Spinning is a challenge to everyone--from novice to professional cyclists.

lulumon athletica via Flickr

Justin Fuchs, owner of South Shore Bicycle and Fitness, located in Woodmere and Valley Stream, NY, likens a spinning class to "bringing an outdoor ride inside on a 50 pound flywheel.”

The certified spin instructor believes the best instructors teach at studios that specialize in spinning, but says that you can find good spin classes available at most gyms. While you can spin at home, Fuchs wouldn’t recommend that to a beginner.

Personally, Fuchs enjoys the spinning experience at a studio.

“There is something to be said for a good surround sound system and the energy of a group class,” he says.

The length of the ride varies by studio, but 45 - 60 minutes is typical. A spin room usually has bikes set up in rows facing the instructor’s bicycle. Some instructors stay on their bike the entire way, some hop on and off, and some stay off for most of the ride.

Who Can Participate?

Spin classes, especially High Intensity Interval Training (HIIT) classes like the ones taught at Revolution Spin in Evanston, Illinois, quickly increase a cyclist’s stamina, speed and endurance.

“It's the equivalent of speed work and hill work for a runner, only about a million times more fun,” says Jason Bressler certified spin instructor and personal trainer.

The owner and lead instructor at Revolution Spin notes that any level cyclist can participate in a spin class.

“From the once a summer rider to the experienced triathlete or century rider, a spin class is a perfect class format to continue with,” he says.

Fuchs agrees, and notes that the beauty of spinning is that it is a challenge to everyone--from the most novice enthusiast to a professional cyclist, because the rider determines how hard his or her ride will be.

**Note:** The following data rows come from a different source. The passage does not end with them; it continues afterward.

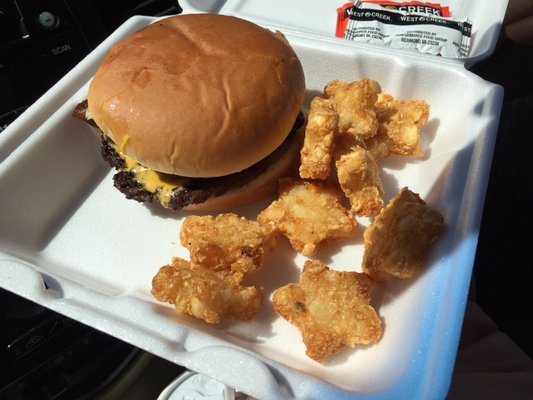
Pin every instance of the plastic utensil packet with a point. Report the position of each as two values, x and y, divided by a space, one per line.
412 25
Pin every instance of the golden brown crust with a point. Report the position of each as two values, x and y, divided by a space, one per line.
198 95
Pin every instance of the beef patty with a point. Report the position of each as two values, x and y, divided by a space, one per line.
192 190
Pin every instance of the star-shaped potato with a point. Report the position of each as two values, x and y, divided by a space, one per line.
227 242
309 213
331 309
205 294
399 124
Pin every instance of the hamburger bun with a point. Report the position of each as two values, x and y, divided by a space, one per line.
198 95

“As instructors, we motivate and create rides that simulate hills, jumps and flat roads, but if the rider isn’t following along with the teacher’s speed and resistance, he or she won’t get all of the benefits,” he says.

What To Bring

Participants should bring comfortable workout clothes and gym shoes--and if they have them--a pair of clip-in bike shoes, recommends Bressler. For classes that last longer than an hour in duration on the bike, padded bike shorts are also a good idea. Don't forget a water bottle if water isn't provided by the studio.

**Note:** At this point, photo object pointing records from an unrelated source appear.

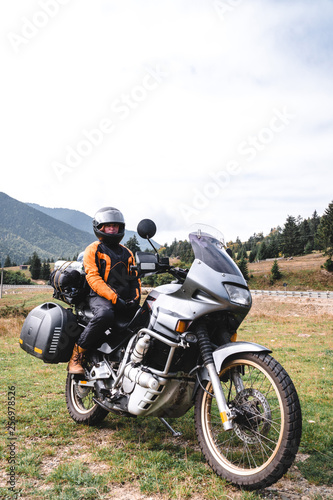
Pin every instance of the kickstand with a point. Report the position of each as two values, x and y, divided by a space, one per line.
168 426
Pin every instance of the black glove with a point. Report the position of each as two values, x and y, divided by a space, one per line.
131 303
120 304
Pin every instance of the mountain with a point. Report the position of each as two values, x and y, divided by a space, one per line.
24 229
72 217
82 221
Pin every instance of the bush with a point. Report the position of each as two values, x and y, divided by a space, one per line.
328 265
275 272
15 278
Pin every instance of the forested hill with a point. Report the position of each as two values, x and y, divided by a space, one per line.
74 218
82 221
25 230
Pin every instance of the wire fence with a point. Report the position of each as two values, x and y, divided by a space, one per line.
272 293
281 293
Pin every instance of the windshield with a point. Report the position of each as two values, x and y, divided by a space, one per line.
208 246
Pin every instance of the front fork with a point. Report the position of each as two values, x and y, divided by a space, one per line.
207 356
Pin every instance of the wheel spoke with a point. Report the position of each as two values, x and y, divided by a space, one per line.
257 427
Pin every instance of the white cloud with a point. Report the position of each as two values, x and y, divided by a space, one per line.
225 79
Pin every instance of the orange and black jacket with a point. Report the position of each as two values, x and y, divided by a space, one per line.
108 272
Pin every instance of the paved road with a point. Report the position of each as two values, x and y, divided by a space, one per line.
273 293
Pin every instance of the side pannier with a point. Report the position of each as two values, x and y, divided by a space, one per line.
69 282
49 333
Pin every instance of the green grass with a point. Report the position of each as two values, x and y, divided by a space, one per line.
307 279
304 348
56 458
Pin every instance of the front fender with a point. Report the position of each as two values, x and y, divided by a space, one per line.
221 354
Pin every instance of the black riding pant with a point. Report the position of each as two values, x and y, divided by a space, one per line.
104 315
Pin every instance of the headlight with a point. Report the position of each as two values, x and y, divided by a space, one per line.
239 295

Fuchs encourages riders to wear a heart rate monitor and spin shoes. These special shoes help protect the rider’s feet, knees and hips. Because spin shoes lock in to the pedals, riders are automatically forced to maintain proper form on their lower half.

“Classifying a spin shoe is very important and I often have people come into South Shore Bicycle and Fitness having purchased spin shoes online, only to find out that the sole is too soft. It is important to have a shoe with a stiff sole for spinning,” he explains. “I also encourage a heart rate monitor in a spin class to make sure riders know where their heart rate is and do not overexert themselves. It’s very important to know where your heart rate is for safety reasons.”

‘Real Experience’

Before you sign up, you’ll want to make sure the instructor is certified to teach a spin class. Certification includes heart rate training, cadence training, proper fitting on a spin bike to minimize chance of injury, and CPR certification.

“Technically anyone can get certified, but I find that the best spin instructors have real experience. They know how it feels to climb a mountain by bike and can simulate something similar in the spin room,” concludes Fuchs.